Baca juga: Pansus Tata Niaga Singkong Komitmen Kawal Kepastian Harga yang Adil
“Tim Pemprov sudah mulai berkoordinasi dengan petani dan industri. Kami ingin mencari titik tengah agar semua pihak bisa menerima harga singkong,” ujar Rahmat Mirzani Djausal, di Kantor Gubernur Lampung, beberapa waktu lalu.
Menurutnya, kesepakatan harga singkong adil harus bersifat mengikat dan seluruh pihak menjalankannya. Ia mengingatkan agar tidak ada pabrik yang melanggar kesepakatan atau berhenti membeli dari petani.
“Kalau harga sudah menyepakti, semua pihak harus patuh.
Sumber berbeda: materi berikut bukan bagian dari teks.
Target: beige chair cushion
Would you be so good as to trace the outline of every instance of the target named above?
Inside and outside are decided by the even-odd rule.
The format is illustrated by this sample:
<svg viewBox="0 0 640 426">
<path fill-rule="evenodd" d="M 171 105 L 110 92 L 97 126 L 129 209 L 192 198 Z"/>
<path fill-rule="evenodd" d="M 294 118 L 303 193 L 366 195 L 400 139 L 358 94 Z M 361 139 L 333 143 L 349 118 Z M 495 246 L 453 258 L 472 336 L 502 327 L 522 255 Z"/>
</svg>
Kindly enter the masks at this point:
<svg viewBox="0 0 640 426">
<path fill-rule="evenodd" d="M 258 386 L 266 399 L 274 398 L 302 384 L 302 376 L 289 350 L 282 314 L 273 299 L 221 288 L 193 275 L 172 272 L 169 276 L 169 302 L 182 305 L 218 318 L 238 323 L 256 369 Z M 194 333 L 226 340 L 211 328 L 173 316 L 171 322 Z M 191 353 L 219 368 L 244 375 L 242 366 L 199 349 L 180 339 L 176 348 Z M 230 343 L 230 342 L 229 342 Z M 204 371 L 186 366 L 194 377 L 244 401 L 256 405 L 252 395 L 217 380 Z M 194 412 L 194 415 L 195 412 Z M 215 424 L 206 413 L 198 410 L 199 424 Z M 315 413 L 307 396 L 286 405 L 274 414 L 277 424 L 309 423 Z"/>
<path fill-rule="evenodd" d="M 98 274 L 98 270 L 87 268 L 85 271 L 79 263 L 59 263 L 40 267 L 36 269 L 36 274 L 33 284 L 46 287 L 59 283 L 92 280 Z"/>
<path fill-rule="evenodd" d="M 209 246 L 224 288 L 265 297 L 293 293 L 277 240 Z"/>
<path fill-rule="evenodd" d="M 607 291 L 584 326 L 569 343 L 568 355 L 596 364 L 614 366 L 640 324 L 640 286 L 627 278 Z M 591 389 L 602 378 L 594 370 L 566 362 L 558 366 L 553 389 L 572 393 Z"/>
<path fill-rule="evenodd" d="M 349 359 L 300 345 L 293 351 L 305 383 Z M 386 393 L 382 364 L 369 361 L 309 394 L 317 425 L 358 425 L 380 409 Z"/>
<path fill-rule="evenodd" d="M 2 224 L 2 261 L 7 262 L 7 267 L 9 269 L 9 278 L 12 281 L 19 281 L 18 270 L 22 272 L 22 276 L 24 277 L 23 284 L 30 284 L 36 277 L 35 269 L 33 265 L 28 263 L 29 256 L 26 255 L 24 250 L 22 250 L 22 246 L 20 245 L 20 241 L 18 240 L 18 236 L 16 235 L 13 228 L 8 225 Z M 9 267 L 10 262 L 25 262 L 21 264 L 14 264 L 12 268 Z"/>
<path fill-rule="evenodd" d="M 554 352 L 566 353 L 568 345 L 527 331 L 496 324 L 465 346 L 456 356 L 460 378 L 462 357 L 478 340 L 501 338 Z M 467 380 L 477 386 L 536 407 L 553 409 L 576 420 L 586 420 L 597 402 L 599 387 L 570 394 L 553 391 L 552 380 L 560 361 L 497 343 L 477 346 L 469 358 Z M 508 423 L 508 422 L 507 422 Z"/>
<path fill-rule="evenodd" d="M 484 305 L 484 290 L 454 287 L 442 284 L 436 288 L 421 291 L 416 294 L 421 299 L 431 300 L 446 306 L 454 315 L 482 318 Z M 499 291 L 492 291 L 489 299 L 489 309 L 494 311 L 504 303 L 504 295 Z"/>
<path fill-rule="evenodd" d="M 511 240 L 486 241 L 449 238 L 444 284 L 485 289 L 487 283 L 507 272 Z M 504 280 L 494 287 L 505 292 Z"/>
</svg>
Jangan ada yang main sendiri,” ujar Mirza.
Harga Singkong Turun
Gubernur Mirza juga menjelaskan turunnya harga singkong di Lampung beberapa bulan terakhir tidak sepenuhnya karena kebijakan pemerintah. Penurunan harga lebih oleh melemahnya permintaan pasar global.
Industri pengguna tepung tapioca, seperti sektor kertas, kosmetik, dan tekstil, mengalami penurunan permintaan. Akibatnya, stok tepung menumpuk di pabrik dan serapan bahan baku dari petani menurun.
“Permintaan dari end user belum naik. Stok tepung tapioka juga masih banyak, jadi penyerapan dari industri belum maksimal,” katanya.
Walaupun begitu, ia menegaskan kebijakan harga singkong nantinya akan mempertimbangkan kondisi pasar. Tujuannya agar petani tetap untung tanpa mengganggu keberlanjutan industri pengolah.
“Kalau memaksakan harga naik tapi pasar tidak sanggup menyerap, pabrik bisa berhenti beli. Itu malah merugikan petani,” katanya.
Jaga Keseimbangan Petani dan Industri
Pemprov Lampung berkomitmen menciptakan keseimbangan antara kesejahteraan petani dan keberlangsungan industri pengolah singkong. Menurut Mirza, harga singkong yang stabil sangat penting bagi ekonomi daerah, mengingat Lampung merupakan provinsi penghasil singkong terbesar di Indonesia.
“Kami ingin petani tetap untung, tapi pabrik juga tetap beroperasi. Kalau pabrik tutup, petani kehilangan pasar,” ujarnya.
Dia juga menambahkan Lampung belum memiliki diversifikasi produk olahan singkong selain tepung tapioka. Karena itu, stabilitas harga menjadi faktor kunci agar sektor pertanian tetap tumbuh dan industri tetap produktif.
“Produk olahan singkong di Lampung mayoritas masih tepung tapioka. Jadi keseimbangan harga harus terjaga agar petani sejahtera dan industri tetap berjalan,” katanya.